Devam eden FETÖ davalarında sanıkların, suçlamaları reddetmesiyle ilgili de açıklamalarda bulunan Başbakan Yıldırım, şunları söyledi: 
"Şu anda 27 ilimizde, 132 dava açılmış, duruşmalar devam etmektedir. AK Parti olarak şahsım da dahil olmak üzere bu davalara müdahiliz. Duruşmalar yapılıyor. Duruşmalarda sanıklar, bir tiyatro sergiliyor. Sanki onların dünyadan haberi yokmuş, bu darbeyi başka bir ülkeden gelip, yapmaya çalışıp, gitmişler. Yalanın bini bir para. Akıl hocaları, onlara öğütler veriyor. Onların cesaretini sürdürmelerini rüya tabirleriyle devam ettirmeye çalışıyor. Ne yaparlarsa yapsınlar, o uçakları alıp, gazi Meclis'in üzerine bomba yağdıranlar, 249 şehit verdiğimiz bu alçak girişimi gizleyemeyecekler, mutlaka hesabını verecekler. Şehit yakınlarımızdan ve gazilerimizden bir şey istiyorum. Onların bu duruşmalardaki ifadelerine, yalanlarına bakarak, asla ve asla üzülmesinler. Ne söylerse söylesinler, hangi ifadeyi değiştirirse değiştirsinler bu yaptıkları alçak terörün cezasını en ağır şekilde alacaklar. Bundan kaçış yok. Sabredeceğiz. Türkiye, bir hukuk devleti. Yarın bir gün Avrupa'da, orada, burada bunlar Türkiye'de adaletin tecellisine rıza göstermiyorlar. Dışarıda hak aramayı kafalarına koymuşlar. Oraya giderken, 'Biz ifademizi vermek istedik. Buna mani olundu. Adil yargılama yapılmadı' gibi bahanelerin arkasına sığınmalarını önlemek için biraz sabır istiyorum. Bunların yalanlarına dolanlarına şimdilik sabır gösterelim; ama bilesiniz ki bu söyledikleri onları kurtarmaz"

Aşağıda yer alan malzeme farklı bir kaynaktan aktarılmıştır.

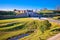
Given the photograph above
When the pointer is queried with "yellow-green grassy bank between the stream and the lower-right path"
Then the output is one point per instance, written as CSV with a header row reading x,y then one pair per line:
x,y
38,35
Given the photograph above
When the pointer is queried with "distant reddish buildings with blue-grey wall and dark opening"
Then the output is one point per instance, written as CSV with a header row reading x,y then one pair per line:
x,y
29,13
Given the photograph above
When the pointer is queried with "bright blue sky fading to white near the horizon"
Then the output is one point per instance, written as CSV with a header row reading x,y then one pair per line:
x,y
28,4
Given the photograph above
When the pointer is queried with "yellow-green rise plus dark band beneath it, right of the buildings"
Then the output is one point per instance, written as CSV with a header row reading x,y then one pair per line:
x,y
49,13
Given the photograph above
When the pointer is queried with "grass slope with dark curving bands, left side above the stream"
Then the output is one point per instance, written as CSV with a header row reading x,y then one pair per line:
x,y
13,30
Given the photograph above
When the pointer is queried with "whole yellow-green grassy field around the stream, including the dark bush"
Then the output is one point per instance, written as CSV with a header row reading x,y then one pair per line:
x,y
42,29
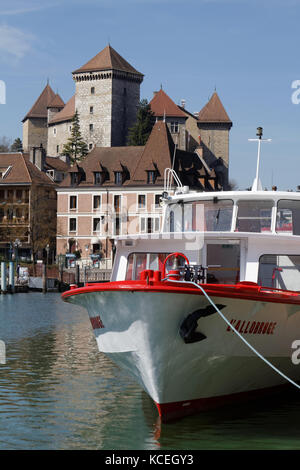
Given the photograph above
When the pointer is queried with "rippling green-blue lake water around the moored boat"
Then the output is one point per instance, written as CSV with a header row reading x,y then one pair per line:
x,y
58,392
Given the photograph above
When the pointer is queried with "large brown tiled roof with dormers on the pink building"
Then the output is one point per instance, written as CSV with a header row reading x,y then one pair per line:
x,y
157,155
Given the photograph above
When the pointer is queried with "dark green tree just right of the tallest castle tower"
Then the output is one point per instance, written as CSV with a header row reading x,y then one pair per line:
x,y
139,133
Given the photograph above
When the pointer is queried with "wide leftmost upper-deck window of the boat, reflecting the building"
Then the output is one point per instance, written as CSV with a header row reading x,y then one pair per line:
x,y
201,216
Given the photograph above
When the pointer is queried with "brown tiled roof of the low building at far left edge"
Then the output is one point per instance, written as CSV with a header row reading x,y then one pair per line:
x,y
22,171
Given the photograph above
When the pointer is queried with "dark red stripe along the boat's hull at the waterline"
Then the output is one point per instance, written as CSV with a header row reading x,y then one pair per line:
x,y
179,409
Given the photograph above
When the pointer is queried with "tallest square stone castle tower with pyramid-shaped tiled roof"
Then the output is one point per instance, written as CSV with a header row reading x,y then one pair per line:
x,y
106,98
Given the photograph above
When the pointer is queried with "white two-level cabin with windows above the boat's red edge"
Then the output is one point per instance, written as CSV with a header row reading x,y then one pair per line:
x,y
234,236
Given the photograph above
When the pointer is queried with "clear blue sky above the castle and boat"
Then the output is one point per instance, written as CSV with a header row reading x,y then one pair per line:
x,y
247,49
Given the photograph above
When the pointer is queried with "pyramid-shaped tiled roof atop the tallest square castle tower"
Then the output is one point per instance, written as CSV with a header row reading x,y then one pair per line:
x,y
107,59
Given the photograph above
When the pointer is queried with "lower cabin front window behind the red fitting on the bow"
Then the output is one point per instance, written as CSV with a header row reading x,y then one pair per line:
x,y
137,262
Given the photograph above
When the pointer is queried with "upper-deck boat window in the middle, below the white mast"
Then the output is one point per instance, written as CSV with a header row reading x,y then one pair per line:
x,y
254,216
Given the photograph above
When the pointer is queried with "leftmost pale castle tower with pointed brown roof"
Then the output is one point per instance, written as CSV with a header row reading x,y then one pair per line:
x,y
35,122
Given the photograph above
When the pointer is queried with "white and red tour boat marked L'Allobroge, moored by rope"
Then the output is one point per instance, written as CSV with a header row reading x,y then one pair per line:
x,y
207,311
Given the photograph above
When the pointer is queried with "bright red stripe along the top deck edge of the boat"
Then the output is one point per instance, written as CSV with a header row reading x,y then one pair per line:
x,y
242,290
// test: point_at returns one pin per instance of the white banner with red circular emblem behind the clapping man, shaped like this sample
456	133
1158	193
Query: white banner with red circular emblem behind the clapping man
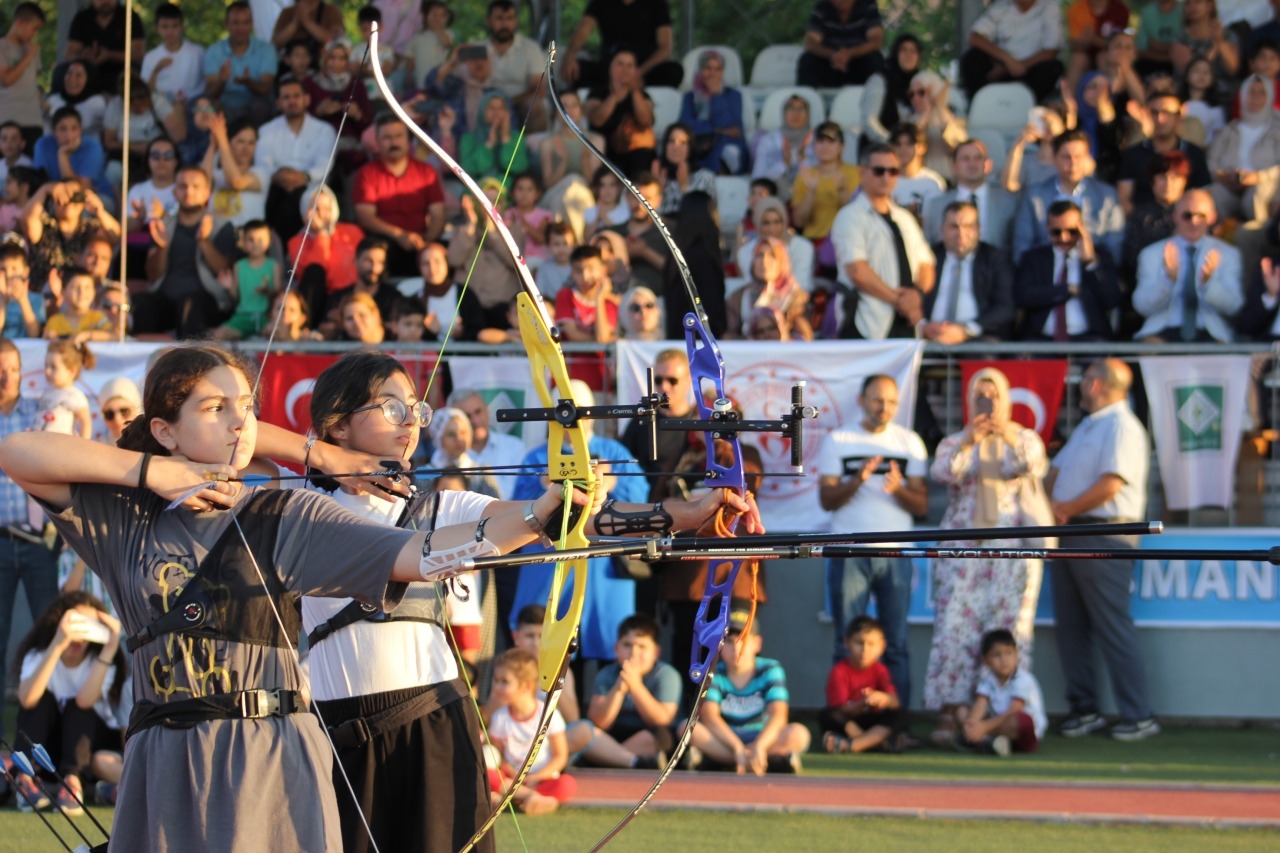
760	381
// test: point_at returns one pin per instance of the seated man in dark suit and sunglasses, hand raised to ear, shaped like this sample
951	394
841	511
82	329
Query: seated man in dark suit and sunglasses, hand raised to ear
1068	288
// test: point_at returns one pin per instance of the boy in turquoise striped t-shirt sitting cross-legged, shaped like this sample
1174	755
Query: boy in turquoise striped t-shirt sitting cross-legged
744	722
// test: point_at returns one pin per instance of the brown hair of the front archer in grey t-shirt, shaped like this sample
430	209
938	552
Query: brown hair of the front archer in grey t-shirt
171	380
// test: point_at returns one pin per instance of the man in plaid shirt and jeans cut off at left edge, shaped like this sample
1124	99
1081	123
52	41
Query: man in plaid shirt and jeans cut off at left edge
24	555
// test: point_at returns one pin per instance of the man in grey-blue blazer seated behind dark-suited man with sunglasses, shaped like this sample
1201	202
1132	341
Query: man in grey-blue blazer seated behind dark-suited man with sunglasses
1100	208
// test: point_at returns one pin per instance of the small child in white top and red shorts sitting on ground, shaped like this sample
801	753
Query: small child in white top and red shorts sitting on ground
514	728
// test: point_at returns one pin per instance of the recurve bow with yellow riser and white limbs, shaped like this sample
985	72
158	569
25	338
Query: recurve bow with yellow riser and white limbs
547	362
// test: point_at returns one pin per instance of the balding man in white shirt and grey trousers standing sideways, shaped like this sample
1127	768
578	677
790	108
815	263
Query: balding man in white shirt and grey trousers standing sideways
1100	476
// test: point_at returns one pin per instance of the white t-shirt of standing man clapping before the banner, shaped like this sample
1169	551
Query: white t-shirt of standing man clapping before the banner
871	508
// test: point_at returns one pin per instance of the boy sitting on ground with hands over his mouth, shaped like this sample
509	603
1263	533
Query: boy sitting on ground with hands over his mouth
637	699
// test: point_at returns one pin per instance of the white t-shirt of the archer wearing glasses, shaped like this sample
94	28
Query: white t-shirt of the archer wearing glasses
369	658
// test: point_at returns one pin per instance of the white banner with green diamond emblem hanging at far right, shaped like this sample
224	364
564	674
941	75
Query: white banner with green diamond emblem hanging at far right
1197	410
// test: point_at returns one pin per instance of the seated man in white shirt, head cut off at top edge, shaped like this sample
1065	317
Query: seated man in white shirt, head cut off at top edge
1016	40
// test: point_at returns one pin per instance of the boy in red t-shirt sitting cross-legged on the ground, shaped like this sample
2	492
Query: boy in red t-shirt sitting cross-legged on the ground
863	710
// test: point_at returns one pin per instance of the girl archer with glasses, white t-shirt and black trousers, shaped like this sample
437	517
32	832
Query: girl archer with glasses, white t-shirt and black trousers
390	690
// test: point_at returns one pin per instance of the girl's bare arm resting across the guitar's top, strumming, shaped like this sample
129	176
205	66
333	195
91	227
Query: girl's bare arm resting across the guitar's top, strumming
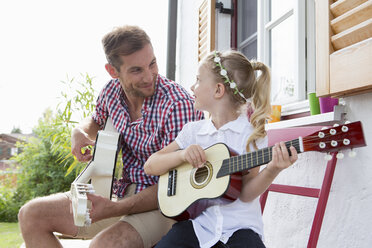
170	157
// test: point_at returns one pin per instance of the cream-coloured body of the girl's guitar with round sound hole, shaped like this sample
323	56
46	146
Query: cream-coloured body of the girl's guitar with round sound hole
183	186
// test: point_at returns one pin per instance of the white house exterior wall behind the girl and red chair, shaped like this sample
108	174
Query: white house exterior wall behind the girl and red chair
348	220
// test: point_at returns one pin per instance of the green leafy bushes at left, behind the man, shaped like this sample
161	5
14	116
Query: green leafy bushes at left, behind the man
46	163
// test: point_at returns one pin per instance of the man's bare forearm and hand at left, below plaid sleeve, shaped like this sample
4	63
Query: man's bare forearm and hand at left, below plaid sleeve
82	136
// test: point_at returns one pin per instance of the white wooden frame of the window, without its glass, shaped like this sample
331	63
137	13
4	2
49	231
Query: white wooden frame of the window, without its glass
304	14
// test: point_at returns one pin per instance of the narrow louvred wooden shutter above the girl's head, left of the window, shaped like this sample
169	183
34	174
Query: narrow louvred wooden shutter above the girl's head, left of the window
206	36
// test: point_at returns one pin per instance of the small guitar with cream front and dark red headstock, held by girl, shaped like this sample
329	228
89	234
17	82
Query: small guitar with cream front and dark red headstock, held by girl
185	185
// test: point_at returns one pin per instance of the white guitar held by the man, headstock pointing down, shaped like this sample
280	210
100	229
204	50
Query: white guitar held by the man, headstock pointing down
99	172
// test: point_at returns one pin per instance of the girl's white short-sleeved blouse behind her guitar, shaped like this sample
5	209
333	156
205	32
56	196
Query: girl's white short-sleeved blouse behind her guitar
221	220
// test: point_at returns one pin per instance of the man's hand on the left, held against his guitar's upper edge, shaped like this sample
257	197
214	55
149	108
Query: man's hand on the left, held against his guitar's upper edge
79	139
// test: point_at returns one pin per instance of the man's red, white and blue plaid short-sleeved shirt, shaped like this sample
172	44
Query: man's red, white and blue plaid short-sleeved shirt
163	116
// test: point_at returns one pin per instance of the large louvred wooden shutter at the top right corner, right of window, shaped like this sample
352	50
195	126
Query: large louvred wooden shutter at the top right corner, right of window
343	47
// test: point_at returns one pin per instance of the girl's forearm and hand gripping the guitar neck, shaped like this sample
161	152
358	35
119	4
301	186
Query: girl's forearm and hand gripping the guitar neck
255	183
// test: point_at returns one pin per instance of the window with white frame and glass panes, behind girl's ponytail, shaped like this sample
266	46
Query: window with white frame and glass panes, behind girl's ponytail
281	34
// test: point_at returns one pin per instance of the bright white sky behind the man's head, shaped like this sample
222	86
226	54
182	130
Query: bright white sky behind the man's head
44	42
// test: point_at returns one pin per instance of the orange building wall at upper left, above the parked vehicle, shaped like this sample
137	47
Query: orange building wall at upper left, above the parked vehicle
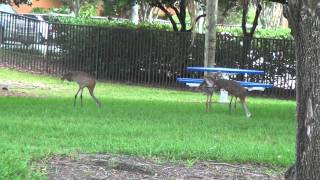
41	3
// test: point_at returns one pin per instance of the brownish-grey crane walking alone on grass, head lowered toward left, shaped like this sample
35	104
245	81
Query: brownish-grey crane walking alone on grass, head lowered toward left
84	80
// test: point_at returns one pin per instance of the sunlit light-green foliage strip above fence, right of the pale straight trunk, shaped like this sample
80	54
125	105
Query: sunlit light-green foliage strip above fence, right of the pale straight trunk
272	33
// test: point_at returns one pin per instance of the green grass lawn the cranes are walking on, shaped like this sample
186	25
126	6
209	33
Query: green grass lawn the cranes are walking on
139	121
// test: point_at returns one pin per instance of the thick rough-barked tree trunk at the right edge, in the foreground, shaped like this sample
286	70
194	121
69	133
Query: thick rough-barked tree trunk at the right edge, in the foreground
304	18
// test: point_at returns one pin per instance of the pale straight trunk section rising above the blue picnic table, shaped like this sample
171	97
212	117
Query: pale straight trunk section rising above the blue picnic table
210	36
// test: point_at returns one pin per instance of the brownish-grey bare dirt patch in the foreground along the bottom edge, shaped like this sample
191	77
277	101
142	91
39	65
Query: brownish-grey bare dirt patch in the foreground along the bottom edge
109	166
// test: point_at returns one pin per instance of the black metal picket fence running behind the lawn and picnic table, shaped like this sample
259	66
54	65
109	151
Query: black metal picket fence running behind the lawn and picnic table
135	56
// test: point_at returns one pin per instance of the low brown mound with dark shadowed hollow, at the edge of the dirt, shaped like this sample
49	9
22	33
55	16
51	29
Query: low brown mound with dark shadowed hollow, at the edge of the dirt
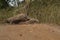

"KİMSE REHAVETE KAPILMASIN, HERKES YENİ SÜRECE HAZIR OLSUN"
Hükümetin yakın zamanda 180 günlük eylem planını kamuoyuyla paylaşacağını söyleyen Başbakan Yıldırım, "Önümüzdeki günlerde hükümetimiz ve Cumhurbaşkanı'mızın liderliğinde, gelecek 180 günlük eylem planını milletimizle paylaşacağız. Yeni bir demokratik hamle, yeni bir kalkınma hamlesi kapıda. Kimse rehavete kapılmasın ve herkes yeni sürece hazır olsun. 2019 seçimlerine gelmeden, iç tüzük başta olmak üzere uyum yasalarını çıkarmayı da hedefliyoruz. Bu amaca yönelik olarak önümüzdeki hafta iç tüzükle ilgili adımları atacağız. Amacımız Meclis'in daha verimli çalışması ve zaman kaybının önlenmesidir" dedi.